TH: It is frustrating, as you say, as most people want something that is more of a body high than an intellectual one, I find. It is very hard being the salmon against the stream; the freelance slave and the outsider, but the rewards are unique and esoteric as once most Count Beetle listeners, once found, are lifelong companions and enthusiasts it would seem. These are the select and esoteric few that make us proud.

WC:  Is there any possibility you could play live?

TH: Yes, that would be ideal….The music is meant for that, and for an audience which we have not yet gained and is somewhat phantasmal. We rehearse to ourselves and a  few now for a long time in obscure sessions. The main thing is finding clubs or places we can play….I have many ideas for such shows…”dreams you could never guess!”

WC: Tell me about some of your stories and tales and where we can find them.

TH: Well, I have written some fiction for AutoEroticAsphyxium zine, which is a publication out of New York….The old ones are still up at the Count Beetle page at myspace, which seems dead? Also, one can get them from me if they wish by simply contacting me at…a simple knock and I might answer.
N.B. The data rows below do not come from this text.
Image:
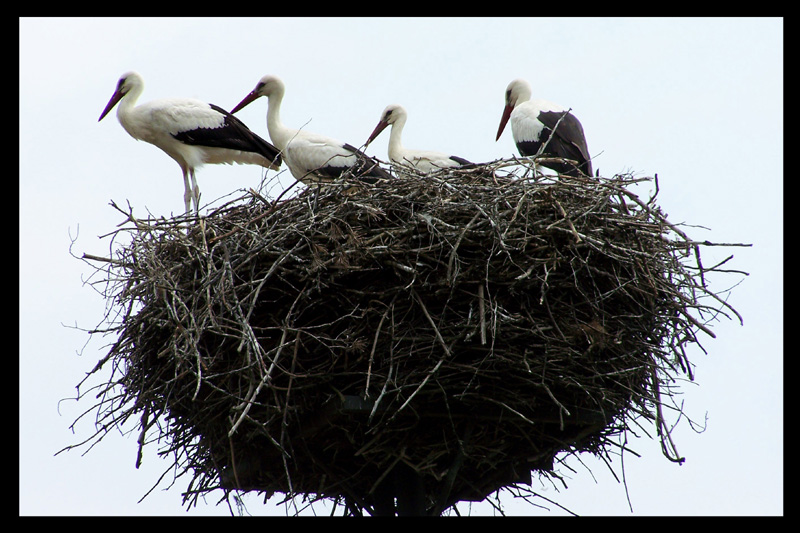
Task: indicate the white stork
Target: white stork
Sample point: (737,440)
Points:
(190,131)
(532,125)
(425,161)
(310,157)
Tales are classic horror and weird fiction dealing with said themes….None are officially published besides the zine I mentioned, which is a shame…Eventually I will find a house for them, I am green at things that involve these things so far.

WC:  If you could ask any three people from history to dinner, who would they be?
TH: Good question…At a table set with steaming greens and loafs of cheese and bread and cups with dark ale and wines, amidst a dark, rustic wooden lodge or barn interior in the blue of night- this would be the setting, after a good rain or during and with the ambiance of dark, lantern and fireplace it would be at the summons of these individuals:
Old George Pickinghill, Poe, and Arthur Edward Waite…if he were vacant then probably the fellow known as Aleister Crowley. There would be antler horns for smoking ourselves into corners.

WC: What was the last CD/release you got just because you wanted to check the band out?

TH: Jerry Marchand’s “Crossing at Rainbow bridge”

WC:  What was the last gig or live show you saw because you wanted to see the band?

TH: I think the last show I attended was Danzig….front row.

WC: Any last words for the readers of Wormwood?

TH: Thank you for your time….Support the low fire and candle’s end.